In this tutorial, we consider the chessboard problem, which is a well-known artificial binary benchmark classification problem:

unsigned int ell = 500;     // number of training data point
unsigned int tests = 10000; // number of test data points

Chessboard problem; // artificial benchmark data
ClassificationDataset trainingData = problem.generateDataset(ell);
ClassificationDataset testData = problem.generateDataset(tests);


### Model and learning algorithm¶

The steps to use the KernelBudgetedSGD trainer are the very same one uses to build a CSvmTrainer CSvmTrainer. Thus, to build our trainer, we need a KernelClassifier and an KernelBudgetedSGDTrainer.
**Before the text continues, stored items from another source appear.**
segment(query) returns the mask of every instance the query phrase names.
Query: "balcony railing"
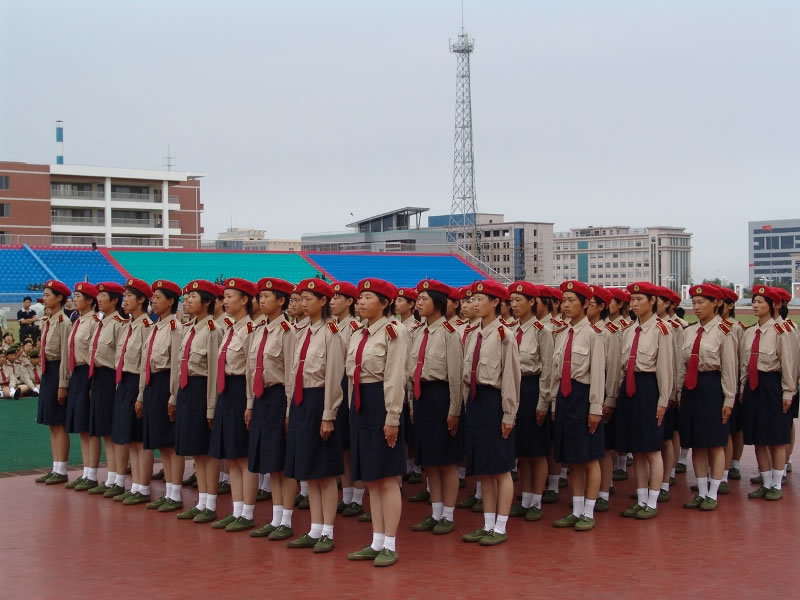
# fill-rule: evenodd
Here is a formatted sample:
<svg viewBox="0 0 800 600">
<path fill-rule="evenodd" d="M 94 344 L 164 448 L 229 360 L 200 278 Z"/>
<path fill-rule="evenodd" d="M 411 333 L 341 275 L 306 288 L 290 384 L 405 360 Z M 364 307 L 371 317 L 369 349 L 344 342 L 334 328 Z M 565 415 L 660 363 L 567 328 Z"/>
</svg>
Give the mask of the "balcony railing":
<svg viewBox="0 0 800 600">
<path fill-rule="evenodd" d="M 53 225 L 105 225 L 103 217 L 72 217 L 66 215 L 53 215 Z"/>
<path fill-rule="evenodd" d="M 80 191 L 80 190 L 50 190 L 51 198 L 58 198 L 62 200 L 105 200 L 106 195 L 104 192 Z M 149 202 L 161 204 L 161 195 L 155 194 L 138 194 L 129 192 L 111 192 L 111 200 L 120 200 L 123 202 Z M 169 202 L 171 204 L 179 204 L 178 196 L 170 196 Z"/>
<path fill-rule="evenodd" d="M 91 192 L 91 191 L 80 191 L 80 190 L 59 190 L 59 189 L 51 189 L 50 190 L 50 197 L 51 198 L 62 198 L 65 200 L 77 198 L 80 200 L 104 200 L 105 194 L 103 192 Z"/>
</svg>

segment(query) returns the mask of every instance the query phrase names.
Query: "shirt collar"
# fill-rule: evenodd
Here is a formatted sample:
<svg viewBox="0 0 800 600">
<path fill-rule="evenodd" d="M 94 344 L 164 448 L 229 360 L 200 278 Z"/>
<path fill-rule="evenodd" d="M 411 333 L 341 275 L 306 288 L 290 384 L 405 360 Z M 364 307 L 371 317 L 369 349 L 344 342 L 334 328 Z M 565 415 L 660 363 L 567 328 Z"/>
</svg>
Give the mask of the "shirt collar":
<svg viewBox="0 0 800 600">
<path fill-rule="evenodd" d="M 49 321 L 51 323 L 57 323 L 58 322 L 58 317 L 64 317 L 64 318 L 67 317 L 67 315 L 64 314 L 64 309 L 63 308 L 61 310 L 59 310 L 56 314 L 50 315 Z"/>
<path fill-rule="evenodd" d="M 756 328 L 760 329 L 761 333 L 766 333 L 767 329 L 770 329 L 773 325 L 775 325 L 775 319 L 769 319 L 763 325 L 759 325 L 758 323 L 756 323 Z"/>
<path fill-rule="evenodd" d="M 528 333 L 528 329 L 533 327 L 538 321 L 539 319 L 536 318 L 536 315 L 533 315 L 530 319 L 528 319 L 524 323 L 520 323 L 519 328 L 522 329 L 524 333 Z"/>
<path fill-rule="evenodd" d="M 444 322 L 445 322 L 445 318 L 444 317 L 439 317 L 435 321 L 433 321 L 431 323 L 428 323 L 426 325 L 426 327 L 428 328 L 428 331 L 436 331 L 437 329 L 439 329 L 439 327 L 444 325 Z"/>
<path fill-rule="evenodd" d="M 375 321 L 372 325 L 370 325 L 367 328 L 367 331 L 369 331 L 370 335 L 375 335 L 376 333 L 378 333 L 380 328 L 383 327 L 384 325 L 386 325 L 388 322 L 389 322 L 389 319 L 387 319 L 386 317 L 381 317 L 380 319 Z"/>
<path fill-rule="evenodd" d="M 491 323 L 489 323 L 485 327 L 481 327 L 479 331 L 481 332 L 481 335 L 483 337 L 486 337 L 490 335 L 495 329 L 500 327 L 501 324 L 502 323 L 500 323 L 500 317 L 496 317 Z"/>
<path fill-rule="evenodd" d="M 720 319 L 720 316 L 719 316 L 719 315 L 714 315 L 714 318 L 713 318 L 713 319 L 711 319 L 711 320 L 710 320 L 708 323 L 706 323 L 706 324 L 705 324 L 705 326 L 703 326 L 703 325 L 700 325 L 700 327 L 703 329 L 703 331 L 705 331 L 706 333 L 708 333 L 708 332 L 709 332 L 709 331 L 711 331 L 711 330 L 712 330 L 714 327 L 716 327 L 716 326 L 717 326 L 717 324 L 718 324 L 720 321 L 721 321 L 721 319 Z M 697 323 L 699 324 L 699 323 L 700 323 L 700 321 L 698 321 Z"/>
<path fill-rule="evenodd" d="M 643 332 L 645 332 L 645 333 L 647 333 L 647 332 L 648 332 L 648 331 L 650 331 L 650 330 L 651 330 L 653 327 L 655 327 L 655 325 L 656 325 L 656 320 L 657 320 L 657 319 L 658 319 L 658 317 L 657 317 L 657 316 L 655 316 L 655 315 L 653 315 L 652 317 L 650 317 L 649 319 L 647 319 L 647 321 L 645 321 L 644 323 L 642 323 L 641 321 L 636 321 L 636 326 L 637 326 L 637 327 L 641 327 L 641 328 L 642 328 L 642 331 L 643 331 Z"/>
<path fill-rule="evenodd" d="M 234 329 L 236 330 L 236 332 L 238 333 L 238 332 L 239 332 L 239 330 L 240 330 L 242 327 L 246 327 L 248 323 L 252 323 L 252 322 L 253 322 L 253 319 L 251 319 L 251 318 L 250 318 L 250 315 L 245 315 L 244 317 L 242 317 L 241 319 L 239 319 L 238 321 L 236 321 L 236 322 L 233 324 L 233 328 L 234 328 Z"/>
<path fill-rule="evenodd" d="M 267 330 L 270 332 L 275 331 L 275 329 L 280 327 L 281 323 L 283 323 L 285 320 L 286 316 L 281 313 L 276 319 L 272 319 L 272 321 L 267 322 Z"/>
<path fill-rule="evenodd" d="M 583 318 L 582 318 L 580 321 L 578 321 L 578 324 L 577 324 L 577 325 L 571 325 L 570 323 L 567 323 L 567 325 L 568 325 L 569 327 L 571 327 L 571 328 L 572 328 L 572 329 L 575 331 L 575 333 L 577 333 L 577 332 L 579 332 L 581 329 L 583 329 L 584 327 L 588 327 L 588 326 L 589 326 L 589 319 L 587 319 L 587 318 L 584 316 L 584 317 L 583 317 Z"/>
<path fill-rule="evenodd" d="M 309 319 L 309 321 L 310 321 L 310 319 Z M 316 335 L 316 333 L 319 331 L 320 327 L 322 327 L 323 325 L 325 325 L 325 319 L 320 319 L 316 323 L 311 323 L 309 325 L 309 328 L 311 329 L 311 332 L 312 332 L 311 335 Z"/>
</svg>

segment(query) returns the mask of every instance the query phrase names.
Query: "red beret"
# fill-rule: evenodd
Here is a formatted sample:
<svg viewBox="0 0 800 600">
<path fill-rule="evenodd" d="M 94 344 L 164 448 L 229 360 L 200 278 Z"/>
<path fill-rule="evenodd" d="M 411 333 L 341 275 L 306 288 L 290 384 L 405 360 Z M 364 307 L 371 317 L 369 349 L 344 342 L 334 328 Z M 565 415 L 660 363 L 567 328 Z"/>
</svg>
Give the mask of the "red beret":
<svg viewBox="0 0 800 600">
<path fill-rule="evenodd" d="M 258 280 L 256 284 L 259 292 L 264 291 L 277 291 L 284 294 L 291 294 L 294 290 L 294 284 L 289 283 L 285 279 L 278 279 L 277 277 L 263 277 Z"/>
<path fill-rule="evenodd" d="M 358 293 L 361 292 L 380 294 L 384 298 L 388 298 L 390 302 L 394 302 L 394 299 L 397 298 L 397 288 L 393 283 L 374 277 L 368 277 L 358 282 Z"/>
<path fill-rule="evenodd" d="M 785 289 L 783 289 L 781 287 L 774 287 L 774 286 L 773 286 L 772 289 L 775 290 L 774 293 L 778 296 L 778 298 L 781 299 L 780 300 L 781 302 L 785 302 L 785 303 L 788 304 L 789 302 L 792 301 L 792 295 L 788 291 L 786 291 Z"/>
<path fill-rule="evenodd" d="M 125 282 L 125 287 L 131 288 L 132 290 L 136 290 L 145 298 L 152 298 L 153 297 L 153 288 L 147 285 L 146 281 L 142 281 L 141 279 L 136 279 L 135 277 L 131 277 L 128 281 Z"/>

Our model is given by the two components: A standard Gaussian/RBF kernel, which we create as usual:

double gamma = 0.5;         // kernel bandwidth parameter

GaussianRbfKernel<> kernel(gamma); // Gaussian kernel


and a kernel classifier:

KernelClassifier<RealVector> kernelClassifier; // (affine) linear function in kernel-induced feature space


Then, training the machine is simply performed by calling:

double C = 1.0;          // regularization parameter
bool bias = false;           // use bias/offset parameter
size_t budgetSize = 16;     // our model shall contain at most 16 vectors
size_t epochs = 5;      // we want to run 5 epochs

HingeLoss hingeLoss; // define the loss we want to use while training
// as the budget maintenance strategy we choose the merge strategy
MergeBudgetMaintenanceStrategy<RealVector> *strategy = new MergeBudgetMaintenanceStrategy<RealVector>();
KernelBudgetedSGDTrainer<RealVector> kernelBudgetedSGDtrainer(&kernel, &hingeLoss, C, bias, false, budgetSize, strategy);        // create the trainer
kernelBudgetedSGDtrainer.setEpochs(epochs);      // set the epochs number


As in the CSvmTrainer, the parameter C denotes the regularization parameter (the SVM uses the 1-norm penalty for target margin violations by default) and bias the inclusion of a bias term in the solver..

### Evaluating the model¶

To evaluate the model, we simply create a test dataset by generating another chessboard problem. We can evaluate our trained model on the test data set as well as the train dataset (the latter one just to get a feeling how good the training went and to see overfitting problems). We consider the standard 0-1 loss as performance measure. The code then reads:

ZeroOneLoss<unsigned int> loss; // 0-1 loss
Data<unsigned int> output = kernelClassifier(trainingData.inputs()); // evaluate on training set
double train_error = loss.eval(trainingData.labels(), output);
cout << "training error:\t" <<  train_error << endl;
output = kernelClassifier(testData.inputs()); // evaluate on test set
double test_error = loss.eval(testData.labels(), output);
cout << "test error:\t" << test_error << endl;


## Full example program¶

The full example program considered in this tutorial is KernelBudgetedSGDTutorial.cpp.

## References¶

 [WangCrammerVucetic2012] Wang, K. Crammer and S. Vucetic: Breaking the curse of kernelization: Budgeted stochastic gradient descent for large-scale SVM training. The Journal of Machine Learning Research 13.1 (2012): 3103-3131.